Ann is jarred from the work on her desk when her daughter Rachel, age eight, stomps into the house after school and drops her books loudly on the table. Though it’s against the rules, Rachel heads straight for the television.

Heyyyyyyy, Rachel,” Ann says softly, as she walks over to the sofa where her daughter is angrily crouched.  “What’s up?”

“Nothing!” Rachel says, angrily.

“It’s not nothing,” Ann answers gently.  “Tell me — “

“Some kids were talking during math, so Ms. Stafford gave the whole class an extra twenty-five problems to do tonight! It’s mean! I wasn’t even talking!”

“It seems very unfair to punish the whole class,” Ann says quietly.

“It’s not fair! I am soooo mad!” Rachel is sitting up now, facing her mom.

“I think I would be, too, Rachel.  That’s a lot of extra work.”

“I know, Mom.  What am I going to do???” Rachel’s anger has subsided.

“Well… why don’t we go fix a snack and try to figure that out?”

Again, the key lies as much in what Ann doesn’t do as in what she does.  She does not call out a correction about Rachel’s noisy entrance.  She doesn’t address the forbidden television viewing; the rules are reinforced by her mere presence.  She does not defend the teacher, and she doesn’t demand that Rachel settle down! 

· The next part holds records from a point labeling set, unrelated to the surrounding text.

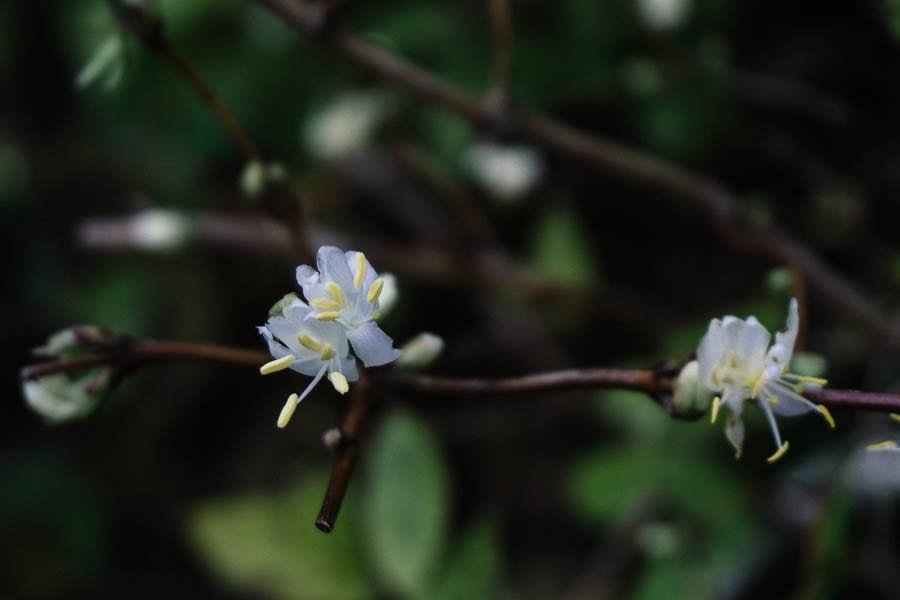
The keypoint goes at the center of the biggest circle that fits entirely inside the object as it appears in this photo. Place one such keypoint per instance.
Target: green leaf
(267, 544)
(562, 251)
(474, 569)
(406, 504)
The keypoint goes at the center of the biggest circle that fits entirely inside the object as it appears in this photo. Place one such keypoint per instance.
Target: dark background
(180, 484)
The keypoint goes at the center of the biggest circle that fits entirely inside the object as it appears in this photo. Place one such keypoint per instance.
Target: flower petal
(372, 345)
(752, 341)
(333, 266)
(709, 353)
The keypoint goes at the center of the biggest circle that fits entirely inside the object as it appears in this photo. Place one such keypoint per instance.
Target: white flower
(308, 346)
(58, 398)
(346, 290)
(735, 360)
(887, 446)
(506, 172)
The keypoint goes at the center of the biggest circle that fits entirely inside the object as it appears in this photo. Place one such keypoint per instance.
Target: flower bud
(419, 352)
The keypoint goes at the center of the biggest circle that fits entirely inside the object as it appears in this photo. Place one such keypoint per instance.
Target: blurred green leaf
(406, 503)
(267, 543)
(474, 570)
(562, 251)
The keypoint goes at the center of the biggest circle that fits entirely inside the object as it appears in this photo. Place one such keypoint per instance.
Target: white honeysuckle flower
(735, 361)
(308, 346)
(345, 290)
(59, 398)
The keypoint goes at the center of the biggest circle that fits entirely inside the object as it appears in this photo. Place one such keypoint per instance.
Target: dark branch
(720, 206)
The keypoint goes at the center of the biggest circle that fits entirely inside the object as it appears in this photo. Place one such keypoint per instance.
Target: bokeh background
(179, 485)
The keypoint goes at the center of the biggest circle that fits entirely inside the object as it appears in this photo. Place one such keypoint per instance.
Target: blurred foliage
(180, 486)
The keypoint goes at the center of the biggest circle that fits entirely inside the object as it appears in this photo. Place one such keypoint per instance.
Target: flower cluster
(315, 337)
(736, 362)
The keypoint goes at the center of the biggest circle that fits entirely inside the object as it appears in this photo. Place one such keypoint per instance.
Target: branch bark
(721, 208)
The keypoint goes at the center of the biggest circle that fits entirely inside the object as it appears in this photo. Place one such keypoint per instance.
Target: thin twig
(501, 23)
(720, 206)
(347, 450)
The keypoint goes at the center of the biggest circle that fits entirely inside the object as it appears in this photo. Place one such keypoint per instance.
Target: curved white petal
(372, 345)
(752, 342)
(332, 264)
(709, 353)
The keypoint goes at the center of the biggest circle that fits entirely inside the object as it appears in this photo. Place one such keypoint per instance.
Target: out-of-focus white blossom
(506, 172)
(346, 125)
(735, 360)
(420, 352)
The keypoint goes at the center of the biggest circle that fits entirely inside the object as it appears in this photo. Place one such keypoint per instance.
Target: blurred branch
(133, 354)
(720, 206)
(346, 452)
(275, 193)
(148, 30)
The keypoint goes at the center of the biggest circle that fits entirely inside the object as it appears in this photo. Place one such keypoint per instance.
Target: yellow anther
(888, 445)
(827, 414)
(325, 304)
(337, 293)
(288, 411)
(778, 453)
(760, 380)
(309, 343)
(339, 382)
(277, 365)
(360, 270)
(717, 402)
(375, 290)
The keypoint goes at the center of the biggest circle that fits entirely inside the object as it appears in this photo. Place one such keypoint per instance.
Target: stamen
(360, 270)
(779, 453)
(309, 343)
(888, 445)
(827, 414)
(337, 293)
(288, 411)
(717, 402)
(325, 304)
(375, 290)
(339, 382)
(760, 380)
(277, 365)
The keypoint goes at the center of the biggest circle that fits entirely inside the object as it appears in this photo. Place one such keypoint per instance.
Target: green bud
(420, 352)
(279, 307)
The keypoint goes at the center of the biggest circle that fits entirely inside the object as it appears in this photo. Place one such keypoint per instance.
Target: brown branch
(719, 205)
(347, 450)
(139, 353)
(642, 380)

Instead, she simply validates Rachel’s feelings.  Even though she is undoubtedly still upset with her teacher, Rachel now feels understood and accepted by her mom. That translates into the belief that “My feelings are understandable and I am acceptable.”  And that is the foundation of self-esteem.

3. Understand her.

Elizabeth, age 14, quietly says one night at dinner, “I finally know what I want to do as a career.”

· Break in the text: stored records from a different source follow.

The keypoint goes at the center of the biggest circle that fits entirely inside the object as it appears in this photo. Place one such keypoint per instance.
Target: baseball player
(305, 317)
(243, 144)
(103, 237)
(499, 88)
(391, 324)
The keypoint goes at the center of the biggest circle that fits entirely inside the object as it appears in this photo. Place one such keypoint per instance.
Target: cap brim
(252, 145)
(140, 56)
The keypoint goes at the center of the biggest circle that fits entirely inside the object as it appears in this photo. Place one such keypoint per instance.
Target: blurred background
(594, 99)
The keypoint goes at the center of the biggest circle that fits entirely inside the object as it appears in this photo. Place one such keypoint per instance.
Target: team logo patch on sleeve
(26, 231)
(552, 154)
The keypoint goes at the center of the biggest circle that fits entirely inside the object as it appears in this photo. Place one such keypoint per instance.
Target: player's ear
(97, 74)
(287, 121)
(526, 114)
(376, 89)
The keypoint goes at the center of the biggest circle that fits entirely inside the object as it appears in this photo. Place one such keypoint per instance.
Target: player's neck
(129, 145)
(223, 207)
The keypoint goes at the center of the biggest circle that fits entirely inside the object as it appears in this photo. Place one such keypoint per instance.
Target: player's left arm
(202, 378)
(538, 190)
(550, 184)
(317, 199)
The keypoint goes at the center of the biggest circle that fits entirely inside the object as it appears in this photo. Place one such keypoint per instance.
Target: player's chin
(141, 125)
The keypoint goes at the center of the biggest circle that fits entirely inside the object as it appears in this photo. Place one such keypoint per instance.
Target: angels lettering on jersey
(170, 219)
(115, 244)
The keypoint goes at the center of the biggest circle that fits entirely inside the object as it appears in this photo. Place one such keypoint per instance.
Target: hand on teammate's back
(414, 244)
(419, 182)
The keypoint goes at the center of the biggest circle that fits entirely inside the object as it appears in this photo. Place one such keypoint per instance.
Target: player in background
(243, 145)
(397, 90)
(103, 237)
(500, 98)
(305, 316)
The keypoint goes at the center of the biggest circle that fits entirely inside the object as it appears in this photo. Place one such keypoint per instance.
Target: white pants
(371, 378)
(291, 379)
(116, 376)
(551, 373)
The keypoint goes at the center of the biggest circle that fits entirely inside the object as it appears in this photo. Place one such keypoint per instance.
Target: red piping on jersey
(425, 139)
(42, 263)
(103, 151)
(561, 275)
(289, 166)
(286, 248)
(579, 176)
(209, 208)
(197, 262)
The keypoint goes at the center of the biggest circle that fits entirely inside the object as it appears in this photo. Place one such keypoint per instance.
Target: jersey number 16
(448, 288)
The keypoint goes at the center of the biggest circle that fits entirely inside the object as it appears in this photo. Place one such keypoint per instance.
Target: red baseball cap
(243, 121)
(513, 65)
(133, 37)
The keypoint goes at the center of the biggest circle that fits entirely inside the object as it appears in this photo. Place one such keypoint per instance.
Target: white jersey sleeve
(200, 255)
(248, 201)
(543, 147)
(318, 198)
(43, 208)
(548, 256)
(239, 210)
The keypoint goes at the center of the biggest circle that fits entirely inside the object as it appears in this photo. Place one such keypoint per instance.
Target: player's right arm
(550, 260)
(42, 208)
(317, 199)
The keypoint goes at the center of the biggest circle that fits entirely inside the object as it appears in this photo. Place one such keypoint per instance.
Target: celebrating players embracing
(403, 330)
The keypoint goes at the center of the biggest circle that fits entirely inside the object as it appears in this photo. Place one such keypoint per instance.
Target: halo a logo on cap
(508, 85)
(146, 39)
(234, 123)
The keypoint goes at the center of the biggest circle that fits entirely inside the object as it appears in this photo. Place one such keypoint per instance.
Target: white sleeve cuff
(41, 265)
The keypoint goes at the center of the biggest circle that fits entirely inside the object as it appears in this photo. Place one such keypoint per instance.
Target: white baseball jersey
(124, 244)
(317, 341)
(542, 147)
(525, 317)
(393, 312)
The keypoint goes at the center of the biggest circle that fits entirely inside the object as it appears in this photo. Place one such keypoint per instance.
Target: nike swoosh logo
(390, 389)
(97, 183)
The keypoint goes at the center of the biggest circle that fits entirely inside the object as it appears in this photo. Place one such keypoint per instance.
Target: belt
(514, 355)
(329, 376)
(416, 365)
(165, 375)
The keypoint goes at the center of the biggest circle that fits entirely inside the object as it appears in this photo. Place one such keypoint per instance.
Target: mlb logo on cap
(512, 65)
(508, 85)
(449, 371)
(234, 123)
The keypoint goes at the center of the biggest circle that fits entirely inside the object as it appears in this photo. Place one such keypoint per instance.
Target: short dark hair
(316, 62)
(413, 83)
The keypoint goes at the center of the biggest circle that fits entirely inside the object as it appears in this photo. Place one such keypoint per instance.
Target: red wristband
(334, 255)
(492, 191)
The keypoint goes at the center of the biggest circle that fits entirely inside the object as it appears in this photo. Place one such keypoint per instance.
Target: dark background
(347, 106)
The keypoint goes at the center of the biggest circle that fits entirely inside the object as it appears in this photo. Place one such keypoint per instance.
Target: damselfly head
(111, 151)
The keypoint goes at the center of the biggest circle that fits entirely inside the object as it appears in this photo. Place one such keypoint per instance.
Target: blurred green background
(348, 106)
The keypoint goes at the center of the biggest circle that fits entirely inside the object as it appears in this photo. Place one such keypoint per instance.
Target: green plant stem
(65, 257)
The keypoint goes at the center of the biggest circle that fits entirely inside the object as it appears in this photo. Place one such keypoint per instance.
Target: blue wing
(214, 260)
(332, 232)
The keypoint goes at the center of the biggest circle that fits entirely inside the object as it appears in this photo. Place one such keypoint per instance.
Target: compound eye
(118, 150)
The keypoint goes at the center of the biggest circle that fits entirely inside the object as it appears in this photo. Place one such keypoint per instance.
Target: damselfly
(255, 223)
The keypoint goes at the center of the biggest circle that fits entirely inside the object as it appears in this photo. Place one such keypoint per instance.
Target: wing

Paula, her mom, is all ears.  “Tell us!” she says, smiling.

“I’m going to work with people who have ebola,” says Elizabeth, seriously.

Paula swallows hard. Her mind swirls in scenarios that all have bad endings. She is tempted to say whatever she can to shut this idea down. 

But she resists.  Instead, she says, “That’s an amazing idea, Elizabeth. Tell me what has gotten you interested in ebola.”

“These people need help, Mom, and most everyone is afraid to even be around them.  I might be afraid, but I think I can do it!”

“That takes tremendous courage, Elizabeth,” her mom says with sincerity. “How do you think you might want to help?”

This conversation, like the other two, could have gone a very different way.  But Paula’s genuine responses leave Elizabeth feeling understood and respected.  She tucks away in that growing database of “self,” the seed of a belief that “I am courageous.” Nothing has to be decided today. There is plenty of time in the future for her to consider and weigh many career choices.

A virtuous circle. Your words can transform the way your daughter sees herself. As her self-esteem grows, you’ll find yourself noticing that she becomes more independent and needs fewer corrections and reminders.  Not only does that save energy and open up more time, it also quietly builds the trust and bond between you. It’s a virtuous circle: your affirming responses increase her belief in herself.  This, in turn, empowers her to become more independent. That builds your trust, you respond with genuine recognition and appreciation — and around and around it beautifully goes.